Umorismo
e combattività
Leandro Konder
La parola "umore" è nata nel campo della medicina. Si
pensava, nel Medioevo, che i caratteri degli esseri umani fossero determinati
dagli "umori". Questa credenza proveniva dall'Antichità: nel
2° secolo d.C., Galiano riteneva che gli umori fossero quattro: il sangue,
la flemma, la bile gialla e la bile nera. La bile nera, mali conia,
in eccesso generava malinconia. La flemma in eccesso generava indifferenza. La
bile gialla era legata alla collera, agli eccessi di ira. Il sangue, pressando
troppo, causava emorragie (per evitare questo, i medici usavano le sanguisughe). Questo
uso del termine "umore" è presente in diversi autori, cristiani
e arabi, medievali e rinascimentali. Lo troviamo, per esempio, nelle commedie
di Ben Johnson, in Inghilterra. Gli "umori" venivano menzionati dagli
autori che cercavano di spiegare il motivo per cui determinati personaggi, agivano
come agivano. Gli autori di testi comici erano portati a credere che la tendenza
al ridicolo fosse una conseguenza dell'eccesso di un "umore" peculiare,
che però non era nessuno dei quattro sopra citati. Questa linea di pensiero
portava gli osservatori a focalizzare la loro attenzione sul soggetto, più
che sull'oggetto, sugli autori, più che sulle opere. Col passare del
tempo, intanto, la teoria si indebolì. Man mano che la adottavano, le persone
si rendevano conto che le osservazioni che facevano non erano del tutto convincenti.

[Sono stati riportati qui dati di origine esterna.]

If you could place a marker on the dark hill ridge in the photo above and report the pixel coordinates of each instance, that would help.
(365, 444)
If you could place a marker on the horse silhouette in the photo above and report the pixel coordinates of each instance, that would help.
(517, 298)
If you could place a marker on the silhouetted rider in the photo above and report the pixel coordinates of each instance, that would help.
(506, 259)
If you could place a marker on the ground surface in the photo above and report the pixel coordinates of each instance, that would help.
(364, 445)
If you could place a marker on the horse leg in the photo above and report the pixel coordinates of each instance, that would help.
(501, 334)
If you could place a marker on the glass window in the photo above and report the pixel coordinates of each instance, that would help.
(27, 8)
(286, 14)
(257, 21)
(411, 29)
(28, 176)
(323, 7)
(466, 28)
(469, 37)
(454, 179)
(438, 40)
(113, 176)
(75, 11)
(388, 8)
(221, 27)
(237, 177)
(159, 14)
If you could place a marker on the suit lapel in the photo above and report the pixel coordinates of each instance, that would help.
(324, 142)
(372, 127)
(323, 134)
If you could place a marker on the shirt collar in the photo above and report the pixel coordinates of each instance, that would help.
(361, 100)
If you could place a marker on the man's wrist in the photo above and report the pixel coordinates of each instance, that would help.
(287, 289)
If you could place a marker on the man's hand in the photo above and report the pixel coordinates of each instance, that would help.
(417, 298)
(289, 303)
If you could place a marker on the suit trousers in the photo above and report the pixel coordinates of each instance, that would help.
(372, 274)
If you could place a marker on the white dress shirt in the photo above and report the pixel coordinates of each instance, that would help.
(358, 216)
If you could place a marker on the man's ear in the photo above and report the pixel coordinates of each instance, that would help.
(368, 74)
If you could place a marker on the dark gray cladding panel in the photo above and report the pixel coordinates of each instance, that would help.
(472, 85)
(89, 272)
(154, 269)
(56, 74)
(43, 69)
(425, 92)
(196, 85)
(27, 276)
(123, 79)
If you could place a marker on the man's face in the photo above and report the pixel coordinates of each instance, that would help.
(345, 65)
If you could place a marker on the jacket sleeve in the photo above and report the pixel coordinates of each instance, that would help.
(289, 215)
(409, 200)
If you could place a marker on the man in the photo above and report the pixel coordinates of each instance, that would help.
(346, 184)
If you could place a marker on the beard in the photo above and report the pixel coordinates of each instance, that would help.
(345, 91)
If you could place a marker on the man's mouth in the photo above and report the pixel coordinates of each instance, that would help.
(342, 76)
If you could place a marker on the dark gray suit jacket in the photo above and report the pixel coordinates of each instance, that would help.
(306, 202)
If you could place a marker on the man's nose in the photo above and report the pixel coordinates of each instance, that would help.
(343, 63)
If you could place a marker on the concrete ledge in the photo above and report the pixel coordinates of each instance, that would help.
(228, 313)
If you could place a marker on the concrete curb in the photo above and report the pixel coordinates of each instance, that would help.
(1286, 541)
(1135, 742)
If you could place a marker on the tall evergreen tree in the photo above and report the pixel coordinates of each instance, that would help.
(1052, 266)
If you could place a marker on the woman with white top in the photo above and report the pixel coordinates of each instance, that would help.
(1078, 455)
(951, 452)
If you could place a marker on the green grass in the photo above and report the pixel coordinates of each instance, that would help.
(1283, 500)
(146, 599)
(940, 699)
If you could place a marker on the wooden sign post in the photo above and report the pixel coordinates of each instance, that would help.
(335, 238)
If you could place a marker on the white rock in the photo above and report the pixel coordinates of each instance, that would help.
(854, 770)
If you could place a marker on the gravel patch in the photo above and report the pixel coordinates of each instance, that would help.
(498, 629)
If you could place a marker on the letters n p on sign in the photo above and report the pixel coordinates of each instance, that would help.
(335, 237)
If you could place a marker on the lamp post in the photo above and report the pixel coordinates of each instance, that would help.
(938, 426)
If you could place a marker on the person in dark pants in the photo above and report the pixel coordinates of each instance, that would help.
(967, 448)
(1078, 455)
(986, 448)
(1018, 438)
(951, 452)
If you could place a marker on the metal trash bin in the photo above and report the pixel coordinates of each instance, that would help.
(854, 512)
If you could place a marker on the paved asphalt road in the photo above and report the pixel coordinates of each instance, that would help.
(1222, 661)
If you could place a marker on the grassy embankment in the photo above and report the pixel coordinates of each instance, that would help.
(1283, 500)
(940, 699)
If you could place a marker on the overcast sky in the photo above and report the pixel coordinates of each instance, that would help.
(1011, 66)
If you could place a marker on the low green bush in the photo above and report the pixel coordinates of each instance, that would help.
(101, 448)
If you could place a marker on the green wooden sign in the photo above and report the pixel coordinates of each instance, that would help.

Se l'umore fosse derivato da "umore" del nostro organismo, chi fosse
stato più provvisto di questo "umore" avrebbe avuto più
fecondità "umoristica". Tuttavia, possiamo constatare che esistono
soggetti sempre in malumore, ma comunque buffissimi. Esistono soggetti sempre
di buon umore ma senza simpatia. Quindi, il problema non è dei soggetti:
si riscontra nella realtà oggettiva delle opere. Appartiene al lato estetico
del comico. Nelle commedie, nelle parodie, nelle satire, c'erano senza dubbio
scene, situazioni, personaggi, che facevano ridere. Ma gli scrittori e i lettori
si chiedevano: da dove venivano queste risate? Cos'è che faceva tanto ridere? In
generale, è stato necessario iniziare da una battaglia preliminare, attorno
al riconoscimento della commedia come genere letterario "rispettabile",
degno di ammirazione. Già nella Grecia antica, c'era molta resistenza a
questa valorizzazione del comico, come si vede nelle invettive fatte contro gli
scritti di Aristofane. Aristotele, il filosofo, ha incluso nella sua Arte poetica
una parte dedicata alla commedia, che, nel frattempo, si è persa. (L'italiano
Umberto Eco, nel suo romanzo "Il nome della rosa", ha creato un personaggio
di finzione - Jorge de Burgos, sacerdote cieco, ultraconservatore - che ha distrutto
l'ultima copia che ancora esisteva della Commedia di Aristotele, argomentando
quello che nelle Sacre Scritture non consta che Gesù abbia permesso che
apparisse sul suo viso divino questa "smorfia"; niente indica che Lui
abbia riso qualche volta). La spiegazione, l'humor come conseguenza di un "umore"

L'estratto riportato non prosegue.